I wasn't a fan of the Bee Network app when I first encountered it back in January. To be fair, it had a mighty task ahead of it: I needed it to tell me where the hell the 385 had got to at half 4 on day one of tranche three being rolled out. A task it singularly failed at.
Fast forward ten months and I am getting used to the app. Enable your real time location and it can tell you your nearest bus stop and when the next bus is coming. The main glitch being when your bus is so late that it starts to slip down the list of expected buses, meaning the one at the top of the list is the next timetabled one, not the one that is disgustingly late but still might turn up. This has led to several heart stopping moments ("NOOOO! They've cancelled it!") followed by frantic scrolling to find that it's merely running twenty minutes late. Again.
As regular readers may have worked out... I mainly use it on weekday late afternoons/evenings to find out how late the 385 is going to be.
I currently catch the 385 from a stop that is a five minute walk away from the 383 stop. The idea being that if I get stiffed by the 385, I haven't got far to go to catch a different bus.
A case in point of this would be yesterday when I checked the app at 16:29pm to see how late the 385 (due at 16:30pm) was going to be. The app told me that the 385 to Mellor would not now be coming until 16:58. Something of a record for the app that one. Clearly something had gone more wrong than usual then.
As there was a 383 due at 16:43, I walked over to the 383 stop instead.
Now, one of the reasons I resisted using the app for so long was that I just think you end up looking like a massive dick if you're standing at a bus stop looking at your phone the whole time. Then I realised how necessary it was to do this if you ever wanted to be in the position to be able to make an informed decision about which bus to catch.
Why?
Because buses rarely run to timetable. Yesterday just happened to be an extreme example of this.
I could tell it was going to be a bad commute even before I got to the 385 stop. Sometimes you just have a feeling things aren't going to go well for you. In this case, the feeling of doom was generated by an incident at the pedestrian crossing when two cars went through the lights despite the pedestrian crossing being on green. After about a minute of gaping in disbelief alongside the crowd of other people trying to get across the road, I was filled with a sense of massive injustice and pure rage. This led me to walk out into the the road, determined that I was going to get across while the green man was still showing, and no other piss taking drivers were going to stop me. Which, fortunately, they didn't. Why did I do this? Because that crossing takes about ten minutes to cycle through all the different traffic combinations and I was fucked if I was going to stand there for another ten minutes, waiting to cross the road.

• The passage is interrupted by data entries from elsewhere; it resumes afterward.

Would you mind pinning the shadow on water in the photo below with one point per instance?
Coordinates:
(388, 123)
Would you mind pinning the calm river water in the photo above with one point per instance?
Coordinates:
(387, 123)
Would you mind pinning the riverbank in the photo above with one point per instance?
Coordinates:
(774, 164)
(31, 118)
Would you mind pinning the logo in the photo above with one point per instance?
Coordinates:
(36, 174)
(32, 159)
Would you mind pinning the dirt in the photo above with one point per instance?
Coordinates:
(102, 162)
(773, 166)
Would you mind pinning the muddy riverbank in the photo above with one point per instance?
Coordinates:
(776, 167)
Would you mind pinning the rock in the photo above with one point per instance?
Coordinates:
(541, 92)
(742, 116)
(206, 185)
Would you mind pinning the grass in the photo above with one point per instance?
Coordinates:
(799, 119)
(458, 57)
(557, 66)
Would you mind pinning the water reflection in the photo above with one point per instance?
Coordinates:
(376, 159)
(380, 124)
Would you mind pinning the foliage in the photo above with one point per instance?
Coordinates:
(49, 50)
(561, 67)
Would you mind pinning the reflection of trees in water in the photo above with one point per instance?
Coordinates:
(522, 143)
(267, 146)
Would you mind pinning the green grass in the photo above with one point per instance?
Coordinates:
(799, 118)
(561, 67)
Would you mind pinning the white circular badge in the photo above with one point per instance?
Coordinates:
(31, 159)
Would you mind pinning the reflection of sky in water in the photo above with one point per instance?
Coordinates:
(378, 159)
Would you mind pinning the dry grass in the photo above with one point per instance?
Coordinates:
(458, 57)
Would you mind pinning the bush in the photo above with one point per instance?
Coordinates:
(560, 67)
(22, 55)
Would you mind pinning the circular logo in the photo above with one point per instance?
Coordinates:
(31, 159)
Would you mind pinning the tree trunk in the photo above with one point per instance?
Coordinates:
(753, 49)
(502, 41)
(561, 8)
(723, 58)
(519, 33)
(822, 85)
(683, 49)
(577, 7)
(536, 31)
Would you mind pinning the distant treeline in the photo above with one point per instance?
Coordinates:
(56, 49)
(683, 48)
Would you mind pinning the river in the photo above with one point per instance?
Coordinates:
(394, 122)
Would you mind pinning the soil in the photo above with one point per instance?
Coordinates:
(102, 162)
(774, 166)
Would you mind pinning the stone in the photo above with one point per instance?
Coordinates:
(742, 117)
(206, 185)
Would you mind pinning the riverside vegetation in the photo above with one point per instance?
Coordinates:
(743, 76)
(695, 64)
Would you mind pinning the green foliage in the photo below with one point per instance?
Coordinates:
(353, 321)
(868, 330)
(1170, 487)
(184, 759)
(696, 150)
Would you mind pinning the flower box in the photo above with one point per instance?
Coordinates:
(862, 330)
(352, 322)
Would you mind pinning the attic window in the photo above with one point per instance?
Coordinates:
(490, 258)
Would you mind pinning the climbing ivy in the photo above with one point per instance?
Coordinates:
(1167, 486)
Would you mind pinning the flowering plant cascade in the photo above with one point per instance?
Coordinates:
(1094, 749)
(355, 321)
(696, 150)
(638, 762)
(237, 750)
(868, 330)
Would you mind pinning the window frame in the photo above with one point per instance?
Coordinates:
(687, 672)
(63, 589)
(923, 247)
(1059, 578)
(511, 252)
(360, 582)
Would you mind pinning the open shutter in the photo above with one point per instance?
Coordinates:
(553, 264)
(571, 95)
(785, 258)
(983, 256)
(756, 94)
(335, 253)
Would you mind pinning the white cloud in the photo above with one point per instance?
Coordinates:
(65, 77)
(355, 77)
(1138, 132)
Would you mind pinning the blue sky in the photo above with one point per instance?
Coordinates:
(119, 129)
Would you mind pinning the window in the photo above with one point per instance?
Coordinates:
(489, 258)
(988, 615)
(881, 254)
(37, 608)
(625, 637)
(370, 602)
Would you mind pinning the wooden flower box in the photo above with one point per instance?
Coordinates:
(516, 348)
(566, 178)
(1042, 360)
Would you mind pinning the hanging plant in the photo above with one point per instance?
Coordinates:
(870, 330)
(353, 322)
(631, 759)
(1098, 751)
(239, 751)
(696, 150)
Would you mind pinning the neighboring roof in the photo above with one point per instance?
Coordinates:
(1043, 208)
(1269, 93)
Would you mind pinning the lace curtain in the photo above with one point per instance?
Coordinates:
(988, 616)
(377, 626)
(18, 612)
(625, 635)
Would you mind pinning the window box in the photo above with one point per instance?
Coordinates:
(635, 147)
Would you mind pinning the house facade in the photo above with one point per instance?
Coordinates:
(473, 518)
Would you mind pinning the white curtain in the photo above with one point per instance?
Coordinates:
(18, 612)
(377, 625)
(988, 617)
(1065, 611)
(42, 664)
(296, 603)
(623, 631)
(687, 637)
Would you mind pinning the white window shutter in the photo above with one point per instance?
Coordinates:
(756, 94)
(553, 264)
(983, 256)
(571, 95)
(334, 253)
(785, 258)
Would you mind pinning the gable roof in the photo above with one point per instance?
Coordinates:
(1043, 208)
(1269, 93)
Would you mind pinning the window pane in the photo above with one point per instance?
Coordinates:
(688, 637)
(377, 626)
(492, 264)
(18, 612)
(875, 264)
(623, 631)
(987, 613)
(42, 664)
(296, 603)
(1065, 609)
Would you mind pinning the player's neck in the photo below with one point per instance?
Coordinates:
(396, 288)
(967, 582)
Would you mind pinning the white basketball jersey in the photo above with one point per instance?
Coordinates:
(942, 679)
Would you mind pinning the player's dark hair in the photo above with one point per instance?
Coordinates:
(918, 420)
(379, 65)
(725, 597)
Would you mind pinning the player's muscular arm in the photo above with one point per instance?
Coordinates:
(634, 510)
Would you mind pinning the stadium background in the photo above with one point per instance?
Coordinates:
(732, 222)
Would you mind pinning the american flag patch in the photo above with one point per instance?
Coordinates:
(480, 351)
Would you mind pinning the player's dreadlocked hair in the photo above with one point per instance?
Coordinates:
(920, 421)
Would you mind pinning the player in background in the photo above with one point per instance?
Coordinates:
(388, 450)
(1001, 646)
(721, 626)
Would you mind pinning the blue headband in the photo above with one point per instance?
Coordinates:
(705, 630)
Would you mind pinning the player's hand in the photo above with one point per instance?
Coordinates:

When I reached the 383 stop I could see that it was about as busy as it would have been ahead of the 16:25 bus arriving, which strongly suggested that it, erm, hadn't. All of the people waiting were sixth form students from the college. All of them were staring at their phones. Some were clearly on the app.
I got my own phone out again.
The 383 was running late as well apparently.
One of the more dispiriting aspects of using the app is when you think you've got a handle on how late a bus is going to be only for the time of expected arrival to start counting back up rather than down. This is what both the 383 and 385 expected arrival times were now doing: It didn't look as though the 385 would be arriving until at least 17:10 whereas, in the end, the 383 was a mere eight minutes late.
As we filed onto a very full double decker, the sense of resigned weariness was palpable. Seats may have become available reasonably quickly, but it was still a trudge: The usual backlog of traffic on Marple Road being the main culprit.
As the nights get darker earlier, the roadworks seem to become more numerous, as do the accidents. The buses get slower and slower, later and later to arrive to pick you up and to get to their destinations. And the weather gets worse of course as well. I did see a few ambulances yesterday (not unusual) and there is what feels like a constant delay for the 385 around Marple Train Station, so it's easy to speculate as to it's shocking lateness.
As the girl getting off at the same stop of me said to her friend: "That was the worst bus ride ever!"